Still wondering if Rick Astley gives up anything for Lent.
When you’re in the shower, and you hear loud thumps and you think
“THEY’RE KILLING MY FAMILY, AND I’LL HAVE TO FIGHT THE ATTACKER NAKED”
I can relate to Eminem because I’m also a black man trapped in a white woman’s body.
Once upon a time (today) I had to help with pre school homework
Me: -holds up yellow
Me: What color is this?
4: McDonalds
The end
At a local restaurant, I got on one knee and she said yes. 13 years later I haven’t got the balls to tell her I was just chasing a crouton.
“I just died in your arms” sounds much more romantic than “You’re holding a dead body.”
“Oh, look! She’s drinking vodka, let’s kill her!” – Spiral staircases
I’m following around cop cars all day to let them know how it feels.
It’s raining men because the aliens are returning the abductees in the most compelling way possible.
Just built a kite that’ll hold my cat. Figured if a mouse helped discover electricity then my cat & I should be able to unlock time travel.

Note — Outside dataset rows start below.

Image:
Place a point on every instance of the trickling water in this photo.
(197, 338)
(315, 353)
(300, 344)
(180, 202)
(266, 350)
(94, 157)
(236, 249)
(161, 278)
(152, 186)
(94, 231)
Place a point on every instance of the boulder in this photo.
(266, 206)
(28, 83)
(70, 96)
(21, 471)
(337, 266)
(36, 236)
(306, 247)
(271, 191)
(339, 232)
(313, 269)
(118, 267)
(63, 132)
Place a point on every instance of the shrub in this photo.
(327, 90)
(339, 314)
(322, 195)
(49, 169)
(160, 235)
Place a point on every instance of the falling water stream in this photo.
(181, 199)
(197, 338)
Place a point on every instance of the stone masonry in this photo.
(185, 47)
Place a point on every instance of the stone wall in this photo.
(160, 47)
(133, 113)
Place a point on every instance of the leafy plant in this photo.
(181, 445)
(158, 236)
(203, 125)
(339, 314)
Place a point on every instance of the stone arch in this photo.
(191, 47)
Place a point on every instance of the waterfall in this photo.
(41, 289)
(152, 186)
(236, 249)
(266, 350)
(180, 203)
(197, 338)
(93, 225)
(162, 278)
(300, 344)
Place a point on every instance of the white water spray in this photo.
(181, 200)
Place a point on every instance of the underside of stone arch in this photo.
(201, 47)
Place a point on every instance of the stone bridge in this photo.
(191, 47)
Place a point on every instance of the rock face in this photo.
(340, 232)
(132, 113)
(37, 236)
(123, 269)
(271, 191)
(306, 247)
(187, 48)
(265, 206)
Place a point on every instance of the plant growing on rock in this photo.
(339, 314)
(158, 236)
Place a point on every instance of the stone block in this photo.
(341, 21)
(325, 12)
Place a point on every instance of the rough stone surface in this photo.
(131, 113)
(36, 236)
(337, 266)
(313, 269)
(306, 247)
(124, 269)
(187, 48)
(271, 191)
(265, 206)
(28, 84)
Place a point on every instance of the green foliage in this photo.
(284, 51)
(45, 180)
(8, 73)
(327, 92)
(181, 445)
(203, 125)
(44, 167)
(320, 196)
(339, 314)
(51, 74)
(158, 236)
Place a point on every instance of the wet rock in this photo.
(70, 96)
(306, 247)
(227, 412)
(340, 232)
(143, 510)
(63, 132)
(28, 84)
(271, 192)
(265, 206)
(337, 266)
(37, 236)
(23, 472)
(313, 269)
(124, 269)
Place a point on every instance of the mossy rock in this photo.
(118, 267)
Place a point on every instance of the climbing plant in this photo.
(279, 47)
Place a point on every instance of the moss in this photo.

Get a tattoo with Chinese symbols that reads, “I don’t know. I don’t speak Chinese.” Wait for people to ask what your tattoo means.
People in sleeping bags are the soft tacos of the bear world.
Watching my mother-in-law order at Starbucks is like watching a drunk gorilla try to start a car with a french fry.
LIFE LESSON: Never do anything which you don’t want to explain to the Paramedics.
One time my dad caught me smoking an e-cig so he took me out to the shed and made me smoke an entire VCR.